[Mlir-commits] [mlir] [mlir] alloc-to-alloca conversion for memref (PR #65335)

Oleksandr Alex Zinenko llvmlistbot at llvm.org
Tue Sep 5 08:27:46 PDT 2023


https://github.com/ftynse created https://github.com/llvm/llvm-project/pull/65335:

Introduce a simple conversion of a memref.alloc/dealloc pair into an alloca in the same scope. Expose it as a transform op and a pattern.

Allocas typically lower to stack allocations as opposed to alloc/dealloc that lower to significantly more expensive malloc/free calls. In addition, this can be combined with allocation hoisting from loops to further improve performance.

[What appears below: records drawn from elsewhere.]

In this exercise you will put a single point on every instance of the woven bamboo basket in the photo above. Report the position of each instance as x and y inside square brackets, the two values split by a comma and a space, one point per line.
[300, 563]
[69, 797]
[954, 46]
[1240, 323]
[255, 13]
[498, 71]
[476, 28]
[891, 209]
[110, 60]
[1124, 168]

>From 8c2c5dd19dcef41907dbfcfd7cd32fdb6db89ebb Mon Sep 17 00:00:00 2001
From: Alex Zinenko <zinenko at google.com>
Date: Tue, 5 Sep 2023 15:04:52 +0000
Subject: [PATCH] [mlir] alloc-to-alloca conversion for memref

Introduce a simple conversion of a memref.alloc/dealloc pair into an
alloca in the same scope. Expose it as a transform op and a pattern.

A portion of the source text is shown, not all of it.